Oh boy, it’s been a long time since I’ve sat down to write anything in this blog. But moving on…

I was reading this post on Marginal Revolution, tipped off thanks to the always interesting T on QofW

I’ll try and summarize:

Under fire about the accuracy of his predictions, Nate Silver offered a bet to his critic $1000 donation to the Red Cross. A NYTimes editor, Margaret Sullivan, called the bet “inappropriate” for a journalist. Alex Tabarrok on Marginal Revolution supported the bet and, moreover, offered a way to make similar wagers blind and thus non-partisan, and calls these sorts of bets a “tax on bullshit”– which is an awesome phrase and one which I wish I could use more often. Overall, I like the idea of responding to critics with a wager. It’s something a former poker player like Nate would find as a friendly and easy thing to do. It’s a lovely gesture of confidence. 

But I was puzzling about something else when I read the article(s). Clearly, Margaret Sullivan has assumed that there’s some sort of shared ethics for journalists and reporters of the news.

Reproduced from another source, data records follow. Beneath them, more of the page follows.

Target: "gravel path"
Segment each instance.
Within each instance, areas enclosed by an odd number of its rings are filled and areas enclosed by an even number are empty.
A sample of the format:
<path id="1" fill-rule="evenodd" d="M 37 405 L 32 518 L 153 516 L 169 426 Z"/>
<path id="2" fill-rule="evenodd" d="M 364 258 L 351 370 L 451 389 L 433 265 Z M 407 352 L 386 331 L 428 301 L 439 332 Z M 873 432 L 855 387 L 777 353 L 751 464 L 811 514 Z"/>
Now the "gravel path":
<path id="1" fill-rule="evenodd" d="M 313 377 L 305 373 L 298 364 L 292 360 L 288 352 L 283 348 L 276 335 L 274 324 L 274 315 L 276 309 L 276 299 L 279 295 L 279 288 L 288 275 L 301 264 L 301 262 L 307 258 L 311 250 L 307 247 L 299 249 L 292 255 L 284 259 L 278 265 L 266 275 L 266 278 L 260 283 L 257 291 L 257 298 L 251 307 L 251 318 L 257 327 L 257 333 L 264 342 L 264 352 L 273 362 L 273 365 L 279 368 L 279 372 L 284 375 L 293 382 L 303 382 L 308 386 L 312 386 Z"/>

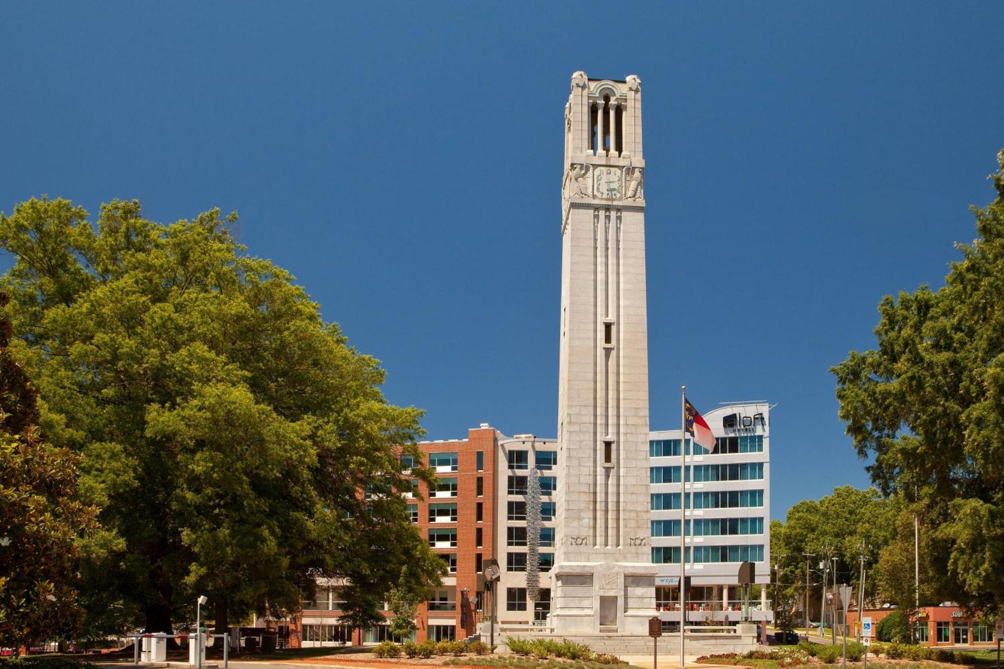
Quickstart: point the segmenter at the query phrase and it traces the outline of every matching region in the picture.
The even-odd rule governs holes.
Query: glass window
[[[457,628],[453,625],[430,625],[428,638],[435,641],[456,641]]]
[[[706,493],[703,493],[703,494],[710,494],[710,493],[706,492]],[[694,493],[694,495],[695,495],[694,503],[697,505],[697,508],[704,508],[700,504],[702,493],[697,492],[697,493]],[[688,508],[690,508],[690,503],[689,503],[690,500],[691,500],[691,493],[688,492],[687,493],[687,501],[688,501],[687,507]],[[675,509],[675,508],[679,509],[680,508],[680,493],[679,492],[656,492],[656,493],[653,493],[652,495],[650,495],[650,507],[652,508],[653,511],[666,511],[666,510]]]
[[[326,588],[318,588],[314,594],[314,599],[303,600],[302,606],[304,611],[329,611],[328,590]]]
[[[526,611],[526,588],[505,589],[505,610]]]
[[[525,552],[507,552],[505,554],[505,568],[510,572],[526,571]]]
[[[429,504],[429,522],[457,522],[457,502]]]
[[[558,463],[557,451],[537,451],[533,456],[534,463],[540,471],[550,471]]]
[[[526,545],[526,527],[506,527],[506,545]]]
[[[540,502],[540,519],[553,520],[557,512],[557,502]]]
[[[935,637],[935,643],[947,644],[952,640],[952,624],[951,623],[938,623],[937,632],[938,635]]]
[[[543,569],[543,567],[541,567]],[[543,622],[547,620],[547,614],[551,612],[551,589],[541,588],[537,601],[533,603],[533,620]]]
[[[376,625],[374,627],[367,627],[362,632],[362,642],[367,644],[375,644],[382,641],[393,641],[395,643],[404,643],[406,641],[415,641],[415,632],[412,632],[411,637],[396,637],[391,634],[391,628],[387,625]]]
[[[348,625],[304,625],[303,641],[350,644],[352,643],[352,628]]]
[[[430,529],[429,545],[434,548],[456,548],[457,528],[451,529]]]
[[[436,479],[436,494],[434,497],[456,497],[457,479],[439,478]]]
[[[686,560],[690,562],[690,546],[687,546]],[[656,545],[652,547],[652,562],[657,565],[679,565],[679,545]]]
[[[990,627],[987,625],[974,625],[973,626],[973,643],[982,644],[988,641],[993,641],[994,635],[990,631]]]
[[[529,469],[529,451],[509,451],[509,469]]]
[[[457,471],[457,453],[430,453],[429,466],[436,471]]]
[[[680,440],[654,439],[649,442],[649,455],[654,458],[673,457],[673,456],[679,457]]]
[[[457,573],[457,553],[455,552],[441,552],[440,558],[446,563],[447,569],[450,570],[450,574]]]
[[[526,476],[509,476],[507,492],[510,495],[526,494]]]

But she’s also assumed that what Nate Silver does is journalism or reporting.

T says (quite rightly):

“Also, do you really think that Nate Silver is a “reporter?” I’m not sure what that label really means in this context — most reporters, I assume, assemble sources, get quotes, filter facts and assertions, and then craft a coherent story to be printed in limited space.


Silver’s running MCMC-simulations of election outcomes using probability distributions inferred from the confidence intervals (Bayesian posterior distributions, natch) he gets from executing a panel of linear regressions. That seems different from what most reporters are doing, at any time, ever–“

I’m not very good at answering questions like this. Usually I work by assuming that an answer is true, hypothetically and then guessing what might happen. 

So let’s say I’m a reporter. I’m giving an assignment to write about an event (maybe a natural disaster hitting a major city) only I don’t have the budget to actually go the the city. And I need to write the report within hours of the event. All my “sources” (data) are going to come from hundreds of thousands of twitter posts that are being produced by people who are there.

I really could use some computational tools that can help me sort through which twitter posts I should read. Which contain relevant information. Suggested organizations/chronologies for events. Help finding “most interesting” quotes. I need to do this very quickly so I can write a canonical version of what happened with poignant bits culled out, maybe even styled for the particular readership of the publication I’m working for.

A reporter’s software helper can do a lot of scraping and gathering, that’s not hard. But what it needs to do is generate a networked map of all the conversations, condensing like a cloud, around the event. And the representation needs to be structured in such a way that it can be built extremely quickly and help answer some basic but ambiguous questions… like “What happened when?”

What if more reporters were armed with better software? I wonder what the news would be like.